Я, блин, хочу кричать о любви!
Но есть вероятность, что он не услышит даже мой крик…
Вхожу в подъезд под всплывший в памяти стих:
«Мама не любит папу.
Папа не любит маму.
Я подрасту и тоже
любить никого не стану…»
То и дело слезы наворачиваются весь вечер. Выполняя задания, я неотрывно думаю о Барсе.
Меня то одолевает ненависть к его родителям, лишившим ребенка нормального детства. То душит беспрекословная любовь к тому мальчику и нынешнему мужчине. То разъедают сомнения, сможем ли мы выстоять?

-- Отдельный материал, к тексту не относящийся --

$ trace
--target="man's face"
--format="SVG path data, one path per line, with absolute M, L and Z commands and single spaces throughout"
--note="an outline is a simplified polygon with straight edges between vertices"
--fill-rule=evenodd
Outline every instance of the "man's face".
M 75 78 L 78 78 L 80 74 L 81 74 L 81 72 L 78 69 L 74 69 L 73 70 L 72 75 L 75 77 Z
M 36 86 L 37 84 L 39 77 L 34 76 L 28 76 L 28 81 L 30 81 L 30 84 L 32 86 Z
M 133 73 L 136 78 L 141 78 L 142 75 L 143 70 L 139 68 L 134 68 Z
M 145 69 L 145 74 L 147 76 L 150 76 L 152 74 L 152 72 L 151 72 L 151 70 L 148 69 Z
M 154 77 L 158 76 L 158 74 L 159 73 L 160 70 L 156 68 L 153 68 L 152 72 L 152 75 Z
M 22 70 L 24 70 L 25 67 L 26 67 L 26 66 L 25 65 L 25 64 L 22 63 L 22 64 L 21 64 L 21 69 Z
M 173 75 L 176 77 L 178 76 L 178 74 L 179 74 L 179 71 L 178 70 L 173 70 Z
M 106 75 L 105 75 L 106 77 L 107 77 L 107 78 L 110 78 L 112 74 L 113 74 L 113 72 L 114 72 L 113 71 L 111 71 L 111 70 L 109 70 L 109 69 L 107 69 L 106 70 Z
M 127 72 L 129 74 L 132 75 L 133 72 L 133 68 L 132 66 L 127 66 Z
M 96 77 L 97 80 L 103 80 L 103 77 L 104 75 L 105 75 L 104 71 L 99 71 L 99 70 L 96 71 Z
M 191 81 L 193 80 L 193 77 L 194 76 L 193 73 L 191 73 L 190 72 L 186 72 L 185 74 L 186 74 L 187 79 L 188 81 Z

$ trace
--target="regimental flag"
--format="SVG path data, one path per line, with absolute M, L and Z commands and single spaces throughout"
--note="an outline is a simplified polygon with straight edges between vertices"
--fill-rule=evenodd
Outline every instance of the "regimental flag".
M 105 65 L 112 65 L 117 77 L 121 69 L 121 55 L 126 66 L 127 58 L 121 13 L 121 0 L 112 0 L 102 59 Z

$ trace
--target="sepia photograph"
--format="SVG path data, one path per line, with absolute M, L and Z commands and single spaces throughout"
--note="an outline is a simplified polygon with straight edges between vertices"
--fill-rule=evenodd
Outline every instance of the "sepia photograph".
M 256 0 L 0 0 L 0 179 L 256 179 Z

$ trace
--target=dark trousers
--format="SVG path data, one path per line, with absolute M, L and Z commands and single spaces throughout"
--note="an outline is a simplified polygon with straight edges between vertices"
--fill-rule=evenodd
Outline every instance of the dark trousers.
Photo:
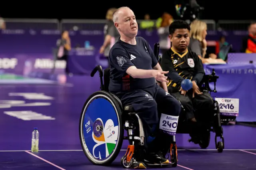
M 176 99 L 156 84 L 143 90 L 114 94 L 120 99 L 123 105 L 131 105 L 141 119 L 146 140 L 145 147 L 148 152 L 170 147 L 172 136 L 158 130 L 159 121 L 162 113 L 179 116 L 181 106 Z M 149 136 L 155 136 L 155 138 L 150 144 L 147 144 L 146 140 Z
M 192 91 L 188 91 L 186 95 L 182 95 L 180 92 L 171 93 L 172 95 L 176 97 L 182 105 L 185 110 L 186 120 L 195 118 L 205 122 L 210 121 L 210 116 L 213 112 L 213 100 L 207 91 L 203 94 L 195 94 L 192 97 Z M 196 115 L 195 115 L 196 113 Z

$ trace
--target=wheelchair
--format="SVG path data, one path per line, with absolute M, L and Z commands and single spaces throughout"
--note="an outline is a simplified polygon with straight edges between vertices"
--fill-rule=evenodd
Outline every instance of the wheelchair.
M 97 165 L 108 166 L 117 157 L 123 140 L 128 140 L 130 144 L 121 163 L 124 168 L 129 168 L 133 163 L 135 143 L 137 142 L 141 146 L 144 144 L 143 125 L 132 105 L 123 106 L 117 97 L 109 92 L 110 71 L 109 68 L 104 70 L 104 83 L 100 65 L 97 66 L 91 73 L 93 77 L 99 72 L 101 90 L 92 94 L 84 105 L 79 125 L 80 140 L 90 162 Z M 124 130 L 127 132 L 127 136 L 124 136 Z M 171 163 L 146 164 L 149 166 L 176 166 L 178 153 L 175 136 L 170 150 Z
M 161 62 L 162 56 L 159 55 L 159 44 L 156 43 L 154 45 L 154 53 L 156 56 L 159 63 Z M 216 75 L 214 69 L 212 71 L 211 74 L 204 75 L 203 79 L 198 85 L 201 91 L 206 91 L 211 94 L 211 92 L 216 93 L 216 82 L 219 77 Z M 212 90 L 210 87 L 210 83 L 214 83 L 214 89 Z M 208 128 L 206 128 L 201 132 L 204 132 L 201 134 L 194 134 L 194 131 L 198 130 L 202 128 L 202 127 L 198 125 L 197 123 L 193 125 L 188 124 L 185 121 L 186 111 L 183 108 L 180 115 L 178 122 L 178 126 L 177 128 L 177 133 L 189 134 L 191 138 L 189 139 L 189 142 L 193 142 L 196 144 L 198 144 L 202 149 L 206 148 L 210 144 L 210 132 L 215 133 L 215 147 L 218 152 L 222 152 L 224 149 L 224 137 L 223 137 L 223 129 L 221 126 L 222 122 L 227 122 L 229 121 L 234 121 L 236 120 L 235 117 L 229 117 L 230 119 L 227 119 L 227 117 L 223 116 L 220 115 L 219 104 L 217 101 L 215 100 L 215 97 L 212 97 L 214 103 L 214 115 L 212 117 L 210 126 Z M 194 111 L 194 112 L 196 112 Z M 193 130 L 194 131 L 193 131 Z M 195 137 L 195 136 L 196 137 Z M 222 141 L 217 142 L 218 137 L 220 137 Z M 195 139 L 196 138 L 196 139 Z
M 158 43 L 155 45 L 154 53 L 160 61 L 160 58 L 158 58 L 160 57 L 159 57 Z M 121 158 L 121 163 L 124 168 L 129 168 L 133 163 L 134 144 L 138 143 L 141 146 L 144 143 L 143 125 L 139 115 L 132 105 L 123 105 L 117 97 L 109 93 L 110 71 L 109 68 L 105 69 L 103 75 L 102 67 L 98 65 L 91 73 L 91 77 L 92 77 L 98 71 L 100 90 L 90 95 L 84 105 L 79 123 L 80 140 L 84 152 L 91 162 L 97 165 L 108 166 L 117 158 L 123 140 L 128 140 L 129 144 L 125 154 Z M 204 79 L 208 80 L 206 81 L 207 82 L 214 82 L 215 84 L 218 78 L 213 71 L 211 75 L 206 75 Z M 206 83 L 205 87 L 210 89 L 208 83 Z M 213 91 L 216 90 L 214 89 Z M 214 126 L 212 130 L 216 133 L 216 148 L 218 152 L 222 152 L 224 148 L 223 129 L 220 125 L 218 104 L 216 101 L 214 103 L 216 111 L 214 118 L 218 124 Z M 179 126 L 178 126 L 177 133 L 189 133 L 184 129 L 179 128 Z M 124 136 L 124 130 L 128 133 L 127 136 Z M 178 132 L 178 130 L 180 132 Z M 146 164 L 147 166 L 177 166 L 178 152 L 175 137 L 173 137 L 169 152 L 171 163 L 167 164 Z M 217 137 L 222 138 L 222 141 L 217 143 Z

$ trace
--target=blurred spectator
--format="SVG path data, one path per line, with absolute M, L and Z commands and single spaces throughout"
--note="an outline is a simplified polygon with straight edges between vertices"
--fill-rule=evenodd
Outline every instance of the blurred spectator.
M 108 57 L 110 48 L 120 36 L 112 21 L 113 14 L 116 10 L 117 8 L 110 8 L 107 12 L 106 16 L 107 21 L 104 27 L 105 38 L 103 44 L 100 49 L 100 53 L 104 53 L 104 55 L 106 57 Z
M 6 28 L 5 22 L 4 18 L 0 17 L 0 29 L 4 30 Z
M 203 63 L 207 49 L 205 40 L 207 35 L 207 30 L 206 24 L 199 20 L 194 20 L 190 24 L 190 40 L 188 49 L 196 53 Z
M 170 40 L 169 38 L 169 26 L 173 22 L 172 16 L 167 13 L 165 13 L 162 17 L 162 22 L 160 27 L 157 30 L 159 38 L 159 46 L 162 54 L 164 53 L 171 47 Z
M 65 60 L 68 62 L 68 51 L 71 49 L 71 43 L 69 34 L 68 31 L 63 31 L 61 34 L 61 39 L 57 41 L 57 46 L 58 47 L 57 56 L 58 60 Z M 66 67 L 66 72 L 69 73 L 68 67 Z
M 207 35 L 206 24 L 198 20 L 194 20 L 190 24 L 190 42 L 188 49 L 195 52 L 203 63 L 225 63 L 222 59 L 217 59 L 215 54 L 210 53 L 209 58 L 204 58 L 207 49 L 206 37 Z
M 228 57 L 228 53 L 232 49 L 231 45 L 226 41 L 226 37 L 222 36 L 220 37 L 219 41 L 216 43 L 215 53 L 218 54 L 218 58 L 226 61 Z
M 240 52 L 256 53 L 256 22 L 252 23 L 248 28 L 249 35 L 243 39 Z
M 151 30 L 154 28 L 154 22 L 150 20 L 149 15 L 146 14 L 144 16 L 144 20 L 140 22 L 140 27 L 142 29 Z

Так накручиваю себя, что уже к девяти во мне иссякают все силы. Кое-как принимаю душ и замуровываюсь в кровати. Забываюсь тревожным поверхностным сном.
Просыпаюсь от касаний.
Чувствую их на плечах, ключицах, груди…
Мне сначала хочется улыбнуться сквозь морок. Но следом… сжимаюсь тревожно.
Распахиваю глаза и опускаю вниз, наблюдая, как в полумраке Таривердиев суматошно отпихивает мешающее одеяло и ныряет ладонями под мои ягодицы, сминая их с яростным нетерпением. Губами напористо атакует кожу живота и вновь поднимается выше, задирая шелковый топ.